The tax advice issued by EY to Airbnb in September 2015 says :
"mortgage interest allowed as a deduction in calculating taxable rental income is restricted to 75% of the interest accruingduring the year"
and
"In addition, in order to claim a deduction for mortgage interest, the host must ensure they are compliant with the requirements of the Residential Tenancies Act in relation to the registration ofa tenancy with the Private Residential Tenancies Board"
In my opinion the EY advice is completely misguided and wrong in every respect. Of course EY is a well respected international professional services firm and I am an anonymous internet poster, that doesn't change the fact that I am right and they are wrong.

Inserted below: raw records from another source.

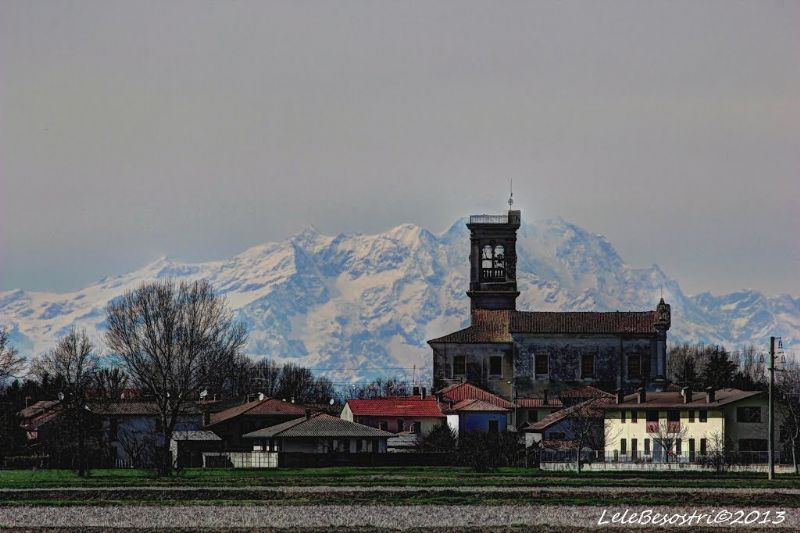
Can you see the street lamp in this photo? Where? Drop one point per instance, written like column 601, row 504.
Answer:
column 771, row 417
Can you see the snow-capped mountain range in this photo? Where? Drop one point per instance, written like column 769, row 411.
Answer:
column 360, row 306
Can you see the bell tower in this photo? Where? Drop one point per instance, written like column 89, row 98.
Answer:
column 493, row 260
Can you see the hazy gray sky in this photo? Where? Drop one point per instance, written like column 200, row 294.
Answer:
column 134, row 129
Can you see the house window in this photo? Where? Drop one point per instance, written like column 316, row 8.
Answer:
column 496, row 366
column 542, row 363
column 749, row 415
column 587, row 366
column 459, row 365
column 634, row 366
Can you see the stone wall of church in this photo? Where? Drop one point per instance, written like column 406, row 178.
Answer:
column 477, row 366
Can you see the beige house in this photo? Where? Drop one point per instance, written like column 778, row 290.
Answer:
column 686, row 426
column 319, row 433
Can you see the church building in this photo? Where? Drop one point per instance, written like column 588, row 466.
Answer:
column 529, row 353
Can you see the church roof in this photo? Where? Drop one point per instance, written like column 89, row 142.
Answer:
column 491, row 327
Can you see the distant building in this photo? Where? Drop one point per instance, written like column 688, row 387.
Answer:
column 231, row 423
column 524, row 353
column 686, row 426
column 132, row 429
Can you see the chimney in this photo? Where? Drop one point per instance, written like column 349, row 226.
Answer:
column 710, row 395
column 686, row 392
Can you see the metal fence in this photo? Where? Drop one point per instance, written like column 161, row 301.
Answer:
column 708, row 459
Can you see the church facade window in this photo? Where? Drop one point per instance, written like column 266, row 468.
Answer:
column 493, row 262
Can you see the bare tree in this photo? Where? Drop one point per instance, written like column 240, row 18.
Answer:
column 174, row 339
column 587, row 427
column 74, row 362
column 11, row 364
column 717, row 452
column 379, row 388
column 138, row 446
column 666, row 433
column 266, row 377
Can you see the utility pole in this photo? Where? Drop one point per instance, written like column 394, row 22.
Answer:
column 771, row 416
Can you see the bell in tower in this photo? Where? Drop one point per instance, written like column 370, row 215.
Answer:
column 493, row 260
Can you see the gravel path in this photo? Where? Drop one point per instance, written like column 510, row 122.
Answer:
column 313, row 489
column 380, row 516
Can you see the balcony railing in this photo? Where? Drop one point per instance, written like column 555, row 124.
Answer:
column 494, row 274
column 673, row 426
column 488, row 219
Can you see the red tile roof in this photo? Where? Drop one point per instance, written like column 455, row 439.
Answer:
column 492, row 327
column 675, row 399
column 479, row 406
column 396, row 406
column 38, row 408
column 585, row 391
column 136, row 408
column 468, row 391
column 583, row 322
column 318, row 425
column 265, row 407
column 591, row 407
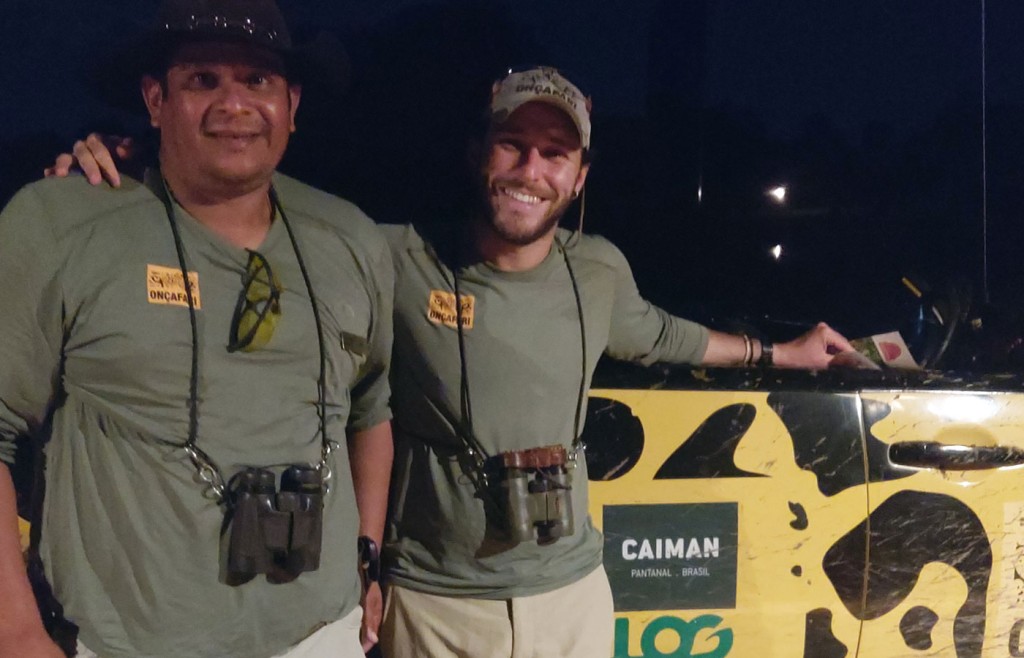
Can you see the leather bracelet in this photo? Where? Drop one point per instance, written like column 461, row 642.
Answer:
column 370, row 559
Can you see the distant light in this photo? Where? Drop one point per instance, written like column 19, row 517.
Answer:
column 965, row 408
column 777, row 193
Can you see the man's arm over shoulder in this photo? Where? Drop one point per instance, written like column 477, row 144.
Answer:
column 32, row 325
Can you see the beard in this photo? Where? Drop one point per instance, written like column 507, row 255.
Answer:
column 517, row 228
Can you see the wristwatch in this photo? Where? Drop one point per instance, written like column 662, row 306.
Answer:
column 370, row 559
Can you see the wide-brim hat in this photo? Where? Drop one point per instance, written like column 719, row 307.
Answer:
column 257, row 23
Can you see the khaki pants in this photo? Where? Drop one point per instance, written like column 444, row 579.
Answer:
column 574, row 621
column 337, row 640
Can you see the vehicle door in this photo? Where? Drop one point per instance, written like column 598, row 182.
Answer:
column 720, row 492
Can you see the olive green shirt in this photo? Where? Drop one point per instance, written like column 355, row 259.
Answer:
column 96, row 332
column 524, row 363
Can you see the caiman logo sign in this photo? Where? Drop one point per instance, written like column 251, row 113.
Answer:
column 671, row 557
column 166, row 286
column 682, row 635
column 657, row 553
column 440, row 309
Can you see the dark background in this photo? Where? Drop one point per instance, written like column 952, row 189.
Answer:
column 870, row 112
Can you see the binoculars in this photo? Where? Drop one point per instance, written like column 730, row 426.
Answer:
column 538, row 486
column 274, row 532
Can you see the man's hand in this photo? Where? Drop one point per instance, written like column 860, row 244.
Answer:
column 814, row 349
column 95, row 157
column 373, row 611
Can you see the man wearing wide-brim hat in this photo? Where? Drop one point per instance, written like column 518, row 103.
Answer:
column 194, row 348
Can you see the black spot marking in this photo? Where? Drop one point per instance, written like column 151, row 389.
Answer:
column 711, row 450
column 614, row 439
column 799, row 517
column 825, row 431
column 909, row 530
column 916, row 625
column 819, row 641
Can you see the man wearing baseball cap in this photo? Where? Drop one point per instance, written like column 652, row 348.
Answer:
column 499, row 325
column 500, row 320
column 195, row 349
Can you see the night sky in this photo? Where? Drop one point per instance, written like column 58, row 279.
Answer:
column 836, row 96
column 852, row 60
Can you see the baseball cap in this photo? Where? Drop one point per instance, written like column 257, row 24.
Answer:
column 544, row 84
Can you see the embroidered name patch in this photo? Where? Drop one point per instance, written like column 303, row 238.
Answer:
column 441, row 309
column 166, row 286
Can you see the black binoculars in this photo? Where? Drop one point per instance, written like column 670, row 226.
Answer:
column 538, row 486
column 273, row 532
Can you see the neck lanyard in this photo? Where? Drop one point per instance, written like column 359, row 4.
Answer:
column 474, row 449
column 205, row 467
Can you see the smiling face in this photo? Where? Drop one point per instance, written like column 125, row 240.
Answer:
column 532, row 170
column 224, row 113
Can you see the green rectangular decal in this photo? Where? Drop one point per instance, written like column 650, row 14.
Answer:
column 672, row 557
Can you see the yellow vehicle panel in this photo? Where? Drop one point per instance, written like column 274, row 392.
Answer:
column 817, row 543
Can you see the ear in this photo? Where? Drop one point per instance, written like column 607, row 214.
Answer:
column 153, row 96
column 474, row 154
column 294, row 95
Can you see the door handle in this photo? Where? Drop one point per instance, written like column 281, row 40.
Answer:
column 931, row 454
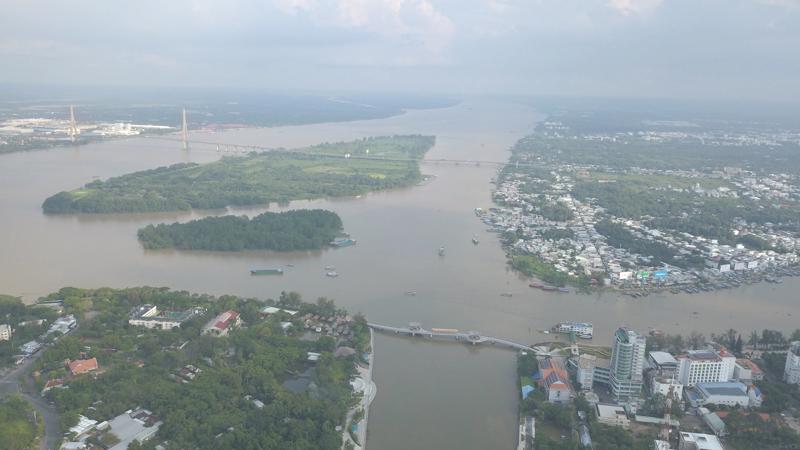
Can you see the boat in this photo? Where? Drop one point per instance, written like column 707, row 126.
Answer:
column 583, row 330
column 343, row 242
column 268, row 271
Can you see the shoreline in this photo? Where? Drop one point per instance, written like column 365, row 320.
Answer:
column 369, row 390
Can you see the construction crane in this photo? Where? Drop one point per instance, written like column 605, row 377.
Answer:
column 665, row 427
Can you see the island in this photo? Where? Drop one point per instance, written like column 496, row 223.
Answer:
column 146, row 367
column 325, row 170
column 301, row 229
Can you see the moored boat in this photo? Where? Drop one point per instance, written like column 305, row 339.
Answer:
column 343, row 242
column 267, row 271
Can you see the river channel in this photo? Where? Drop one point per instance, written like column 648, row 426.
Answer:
column 430, row 395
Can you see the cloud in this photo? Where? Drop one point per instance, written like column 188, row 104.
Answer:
column 416, row 30
column 635, row 7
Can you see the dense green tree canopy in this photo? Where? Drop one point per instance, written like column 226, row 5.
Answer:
column 292, row 230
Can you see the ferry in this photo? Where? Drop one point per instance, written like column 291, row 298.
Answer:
column 583, row 330
column 343, row 242
column 269, row 271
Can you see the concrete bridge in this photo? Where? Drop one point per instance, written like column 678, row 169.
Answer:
column 472, row 337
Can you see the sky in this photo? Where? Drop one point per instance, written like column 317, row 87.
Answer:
column 715, row 49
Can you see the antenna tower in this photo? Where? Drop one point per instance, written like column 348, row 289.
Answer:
column 185, row 131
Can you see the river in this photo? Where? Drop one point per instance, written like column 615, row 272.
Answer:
column 430, row 395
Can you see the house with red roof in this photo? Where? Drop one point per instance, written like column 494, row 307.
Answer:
column 81, row 366
column 222, row 324
column 554, row 379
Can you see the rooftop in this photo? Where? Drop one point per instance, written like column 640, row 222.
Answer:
column 730, row 388
column 702, row 355
column 663, row 359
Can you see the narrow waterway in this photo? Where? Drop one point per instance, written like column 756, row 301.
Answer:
column 430, row 395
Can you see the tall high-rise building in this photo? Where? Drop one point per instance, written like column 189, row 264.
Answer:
column 627, row 364
column 791, row 372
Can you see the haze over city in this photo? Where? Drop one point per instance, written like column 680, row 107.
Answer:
column 400, row 224
column 629, row 48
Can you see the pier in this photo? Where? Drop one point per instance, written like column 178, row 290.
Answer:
column 415, row 329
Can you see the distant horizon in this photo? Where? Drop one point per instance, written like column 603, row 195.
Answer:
column 733, row 49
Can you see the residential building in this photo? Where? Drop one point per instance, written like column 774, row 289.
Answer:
column 585, row 373
column 791, row 372
column 269, row 310
column 602, row 371
column 5, row 332
column 30, row 348
column 747, row 371
column 139, row 425
column 627, row 364
column 63, row 324
column 713, row 421
column 665, row 386
column 705, row 366
column 612, row 415
column 698, row 441
column 149, row 316
column 732, row 393
column 555, row 380
column 662, row 364
column 81, row 366
column 222, row 324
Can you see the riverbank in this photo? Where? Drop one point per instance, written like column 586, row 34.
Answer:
column 364, row 385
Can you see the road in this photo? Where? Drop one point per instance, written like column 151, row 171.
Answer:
column 15, row 382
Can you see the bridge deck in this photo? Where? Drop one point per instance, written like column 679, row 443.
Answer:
column 471, row 337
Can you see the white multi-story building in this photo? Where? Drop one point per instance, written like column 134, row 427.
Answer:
column 5, row 332
column 705, row 366
column 585, row 374
column 627, row 364
column 791, row 372
column 149, row 316
column 698, row 441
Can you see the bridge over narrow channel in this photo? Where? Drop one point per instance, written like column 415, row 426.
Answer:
column 415, row 329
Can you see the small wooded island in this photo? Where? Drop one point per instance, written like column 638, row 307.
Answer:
column 325, row 170
column 304, row 229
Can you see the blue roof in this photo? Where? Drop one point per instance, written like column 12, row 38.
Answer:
column 526, row 390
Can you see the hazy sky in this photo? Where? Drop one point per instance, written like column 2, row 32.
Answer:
column 662, row 48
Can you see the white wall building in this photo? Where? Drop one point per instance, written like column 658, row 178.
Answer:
column 585, row 373
column 705, row 366
column 663, row 386
column 627, row 364
column 699, row 441
column 5, row 332
column 791, row 372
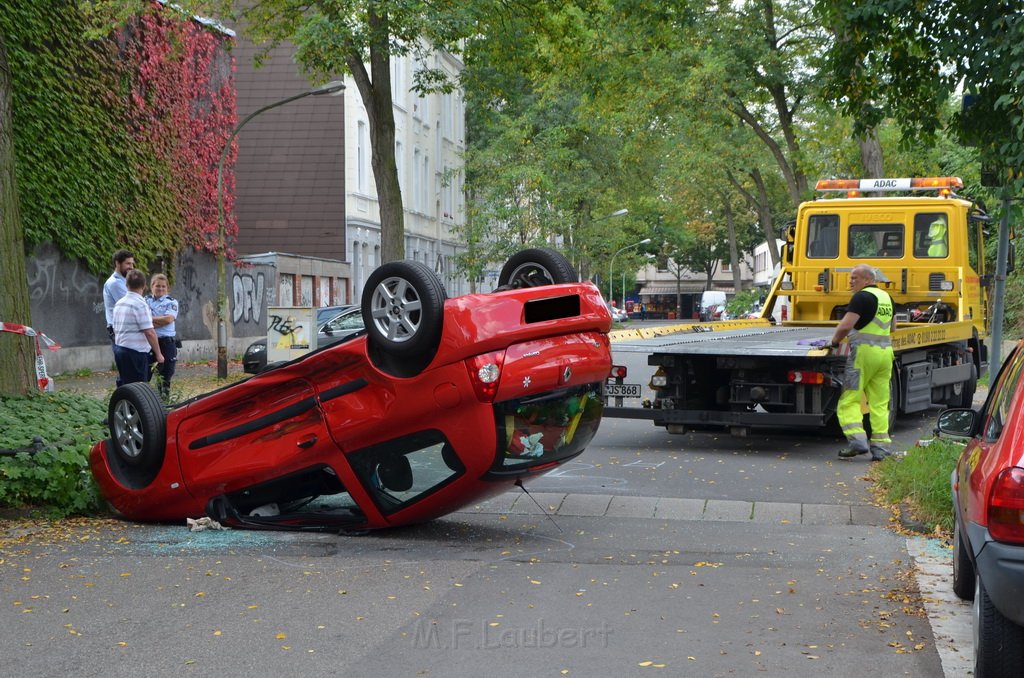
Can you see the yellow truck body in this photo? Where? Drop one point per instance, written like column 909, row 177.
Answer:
column 929, row 254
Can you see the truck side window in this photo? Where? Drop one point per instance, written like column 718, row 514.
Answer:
column 868, row 241
column 931, row 236
column 822, row 236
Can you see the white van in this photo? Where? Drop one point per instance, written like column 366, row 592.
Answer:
column 711, row 299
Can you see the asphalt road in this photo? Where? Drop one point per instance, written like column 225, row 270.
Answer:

I have written to tell Airbnb and EY of my opinion and I appears from a quick search just now that the advice has been taken down.
The correct position, in my opinion is that:
Airbnb income is taxable at schedule D case i and as such
Mortgage interest is deductible 100%, pro rata to the number of days where Airbnb income arises.
Money paid to the cleaner is a deductible expense. [If you Have paid that in cash without deduction of PAYE, PRSI, USC and calculating employer's PRSI then you have a serious issue there, but that is a separate matter.}
There is no wear and tear allowance against Schedule D income, a capital allowance could in theory be claimed again on a pro-rata basis. In practical terms that would not be an easy calculation.
You should know that all Airbnb income earned by hosts is reported by them directly to Revenue. If you do not make a return of the income you will be hearing from Revenue.